The prosecution in Donald Trump's "hush money" trial called the first witness on Monday, former National Enquirer publisher David Pecker.

In opening statements, prosecutors for Manhattan DA Alvin Bragg painted Pecker as part of a criminal "conspiracy" to bury negative news stories about Trump ahead of the 2016 presidential election.

Pecker took the stand for less than half an hour before court was adjourned.

First Trump witness testifies

He spoke briefly about the way business was run at the Enquirer, telling the jury his staff could not spend more than $10,000 on a story without his approval.

The criminal case centers on Trump's efforts to "catch and kill" a story about an alleged affair with porn star Stormy Daniels.

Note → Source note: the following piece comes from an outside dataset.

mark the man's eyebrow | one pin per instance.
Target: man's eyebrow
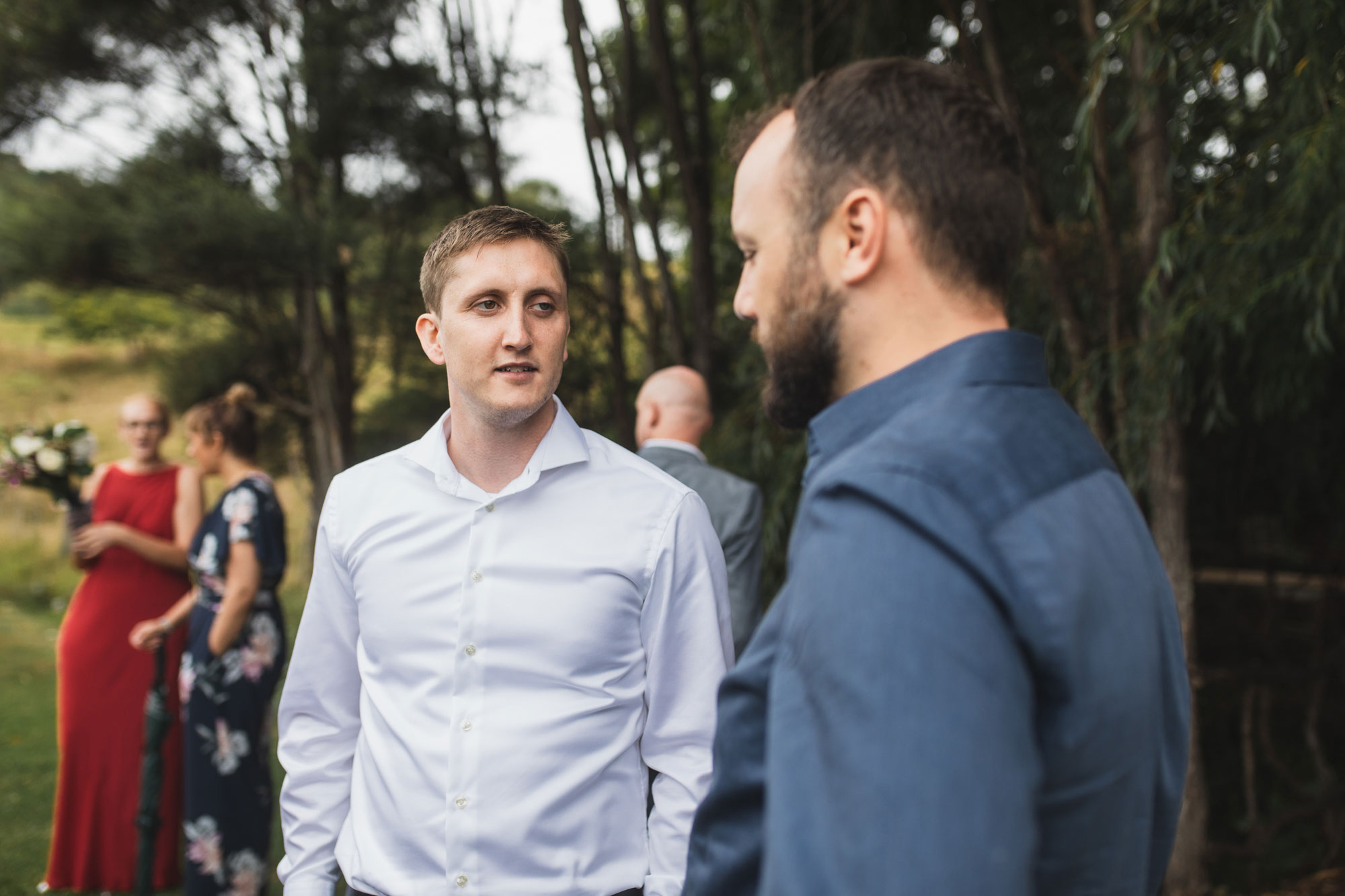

Trump has long denied having the affair.

He is charged with "falsifying business records" for allegedly hiding reimbursement checks to former lawyer Michael Cohen, the star witness in Bragg's case, who paid $130,000 to Daniels. In opening statements Monday, the prosecution and the defense laid out their dueling narratives of the "hush money" payment.

Bragg's prosecutors described Trump's efforts to avoid bad publicity as a form of election interference, with Pecker as the "eyes and ears."

“This was a planned, long-running conspiracy to influence the 2016 election, to help Donald Trump get elected through illegal expenditures to silence people who had something bad to say about his behavior,” prosecutor Matthew Colangelo said.

“It was election fraud, pure and simple.”

"Not a crime"

Trump defense lawyer Todd Blanche told the jury that Trump is innocent and that he had personal reasons, unrelated to politics, to stop Daniels' "sinister" story from spreading.

“President Trump fought back, like he always does, and like he’s entitled to do, to protect his family, his reputation and his brand, and that is not a crime,” Blanche said.

Blanche also ripped the credibility of Cohen, an admitted perjurer, whom Blanche described as "obsessed" with damaging Trump. Trump, the presumptive Republican candidate for president, has dismissed the entire case as a political witch hunt that is designed to sabotage his presidential campaign.

The trial is expected to last six weeks, keeping Trump away from the campaign trail as he seeks to unseat Democratic rival Joe Biden.

Pecker is due back in court on Tuesday.